The AI Now Institute at NYU is a research institute studying the social implications of artificial intelligence. AI Now was founded by Kate Crawford and Meredith Whittaker in 2017 after a symposium hosted by the White House under Barack Obama. It is located at New York University. AI Now is partnered with organizations such as the New York University Tandon School of Engineering, New York University Center for Data Science, Partnership on AI, and the ACLU. They produce annual reports that examine the social implications of artificial intelligence. AI Now conducts interdisciplinary research that focuses on four themes:
AI Now grew out of a 2016 symposium spearheaded by the Obama White House Office of Science and Technology Policy. The event was led by Meredith Whittaker, the founder of Google's Open Research Group, and Kate Crawford, a principal researcher at Microsoft Research.

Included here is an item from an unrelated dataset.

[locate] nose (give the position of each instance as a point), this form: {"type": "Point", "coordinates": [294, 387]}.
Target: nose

The event focused on near-term implications of AI in social domains: Inequality, Labor, Ethics, and Healthcare.
In November 2017, Whittaker and Crawford held a second symposium on AI and social issues, and publicly launched the AI Now Institute in partnership with New York University. It is claimed to be the first university research institute focused on the social implications of AI, and the first AI institute founded and led by women.
In an interview with NPR, Crawford stated that the motivation for founding AI Now was that the application of AI into social domains - such as health care, education, and criminal justice - was being treated as a purely technical problem. The goal of AI Now's research is to treat these as social problems first, and bring in domain experts in areas like sociology, law, and history to study the implications of AI.

Research

Following each symposium, AI Now published an annual report on the state of AI, and its integration into society. Its stated that "current framings of AI ethics are failing", and provided ten strategic recommendations for the field - including pre-release trials of AI systems, and increased research into bias and diversity in the field. The report was noted for calling for an end to "black box" systems in core social domains, such as those responsible for criminal justice, healthcare, welfare, and education.
In April 2018, AI Now released a framework for algorithmic impact assessments, as a way for governments to assess the use of AI in public agencies. According to AI Now, an AIA would be similar to environmental impact assessment, in that it would require public disclosure and access for external experts to evaluate the effects of an AI system, and any unintended consequences. This would allow systems to be vetted for issues like biased outcomes or skewed training data, which researchers have already identified in algorithmic systems deployed across the country.